19路の囲碁を対面で打つ機会は、ほとんどない。年に一度の吉原高校教員OB囲碁会だけになっている。その囲碁会も、コロナ禍のために、本年度は中止することになった。この会も、いつまで継続できるかわからないのが現状だ。約40年の歳月が経過しているが。

 最近、友人のEさんに勧められて、ネット碁を再開し始めた。KGS囲碁で、以前はよく打っていたサイトだ。最盛期には、日本のサイトにも世界から多くの人が来ていた。簡単な英語でチャットした記憶が残っている。アジア及びヨーロッパの人とのコミュニケーションの機会があった。最初は、お互いに日本人とは気づかずにいたこともあった。囲碁人口が減少すると共に、このサイトも賑わいがなくなってしまった。

 Eさんからコンピュータとの対戦が面白く、ネット碁に再びはまっていると聞いた。私がネット碁をできるのは彼のおかげである。彼には、何度もパソコンの設定をやってもらっている。何年ぶりになるかは忘れたが、再び打ち始めている。ほとんど、対人での対局をしている。感覚だけで打っているのが現状で、自分なりに納得できるゲームは少ない。

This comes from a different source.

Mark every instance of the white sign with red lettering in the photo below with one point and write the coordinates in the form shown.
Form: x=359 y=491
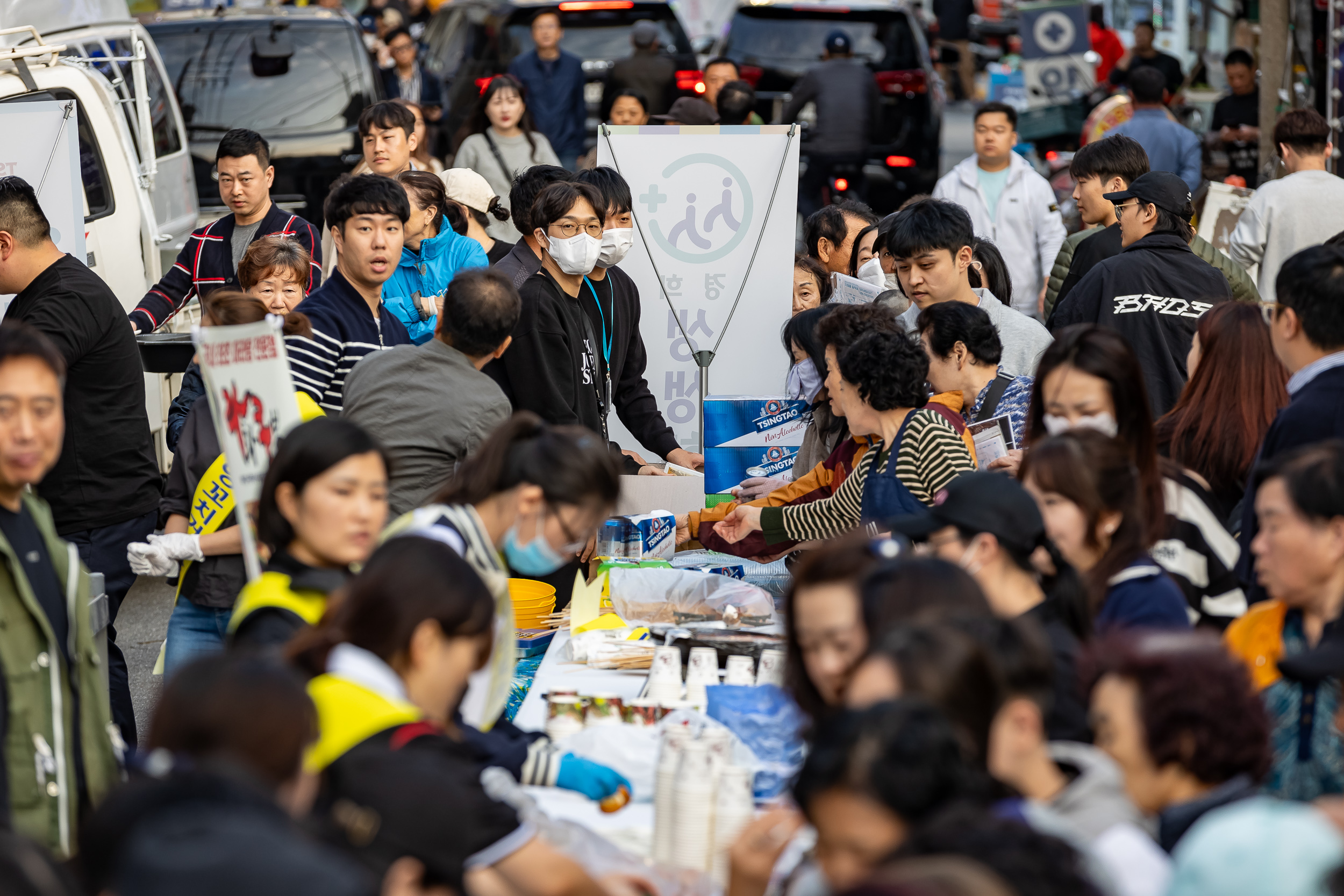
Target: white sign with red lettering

ゲームを楽しめることができればいいのだが。つい感情的になってしまうことが多くある。冷静さを失うと、全体が見えなくなり、局部的な戦いに陥ってしまう。

 世界のトッププロ棋士がコンピュータ囲碁に敗れてから5~6年が経つ。囲碁の世界で、人間がコンピュータに敗れる時代がこんなに早く来るとは想像もしていなかった。少なからずショックを受けた記憶は忘れることはできない。プロが長い間築いてきた定石は、コンピュータによって崩され、プロの囲碁に対する考え方そのものに大きな影響を与えている。コンピュータ囲碁は、まさに盤上の格闘技と言えるかもしれない。勝つか負けるかの戦いの連続である。たとえ負けても、コンピュータには、「悔しさ」の感情はない。

 コンピュータと人間の違いは何だろうか。人間には、「感情」があり、精神的ストレスや肉体的疲労がある。コンピュータには、それらがないということだ。人間とコンピュータを同次元で比較する意味があるのだろうか。人間とコンピュータは別の世界と考えるべきではないだろうか。

 大阪なおみ選手の会見拒否が話題になり、彼女の「うつ病」の告白が大きな波紋を広げている。アスリートとメンタルヘルスの問題がクローズアップしている。アスリートにとって、「弱みを見せるのは難しい」と言われる。アスリートもやはり「人」であり、精神的には特別な存在ではないことが認識される。アスリートには、強靭な体力と強靭な精神力が求められるが、特別な人間と言うことはできない。「弱さと強さ」を持つ存在が人間ではないか。

 囲碁の世界でも、トッププロ棋士の囲碁観に変化が出ている。勝ち負けだけではない人間らしい囲碁の世界へと。「芸術性」は、人間の内面から生まれてくるもので、感情のないAIからは生まれてくることはない。AIが進化すればするほど、人間の存在が問われるのではないだろうか。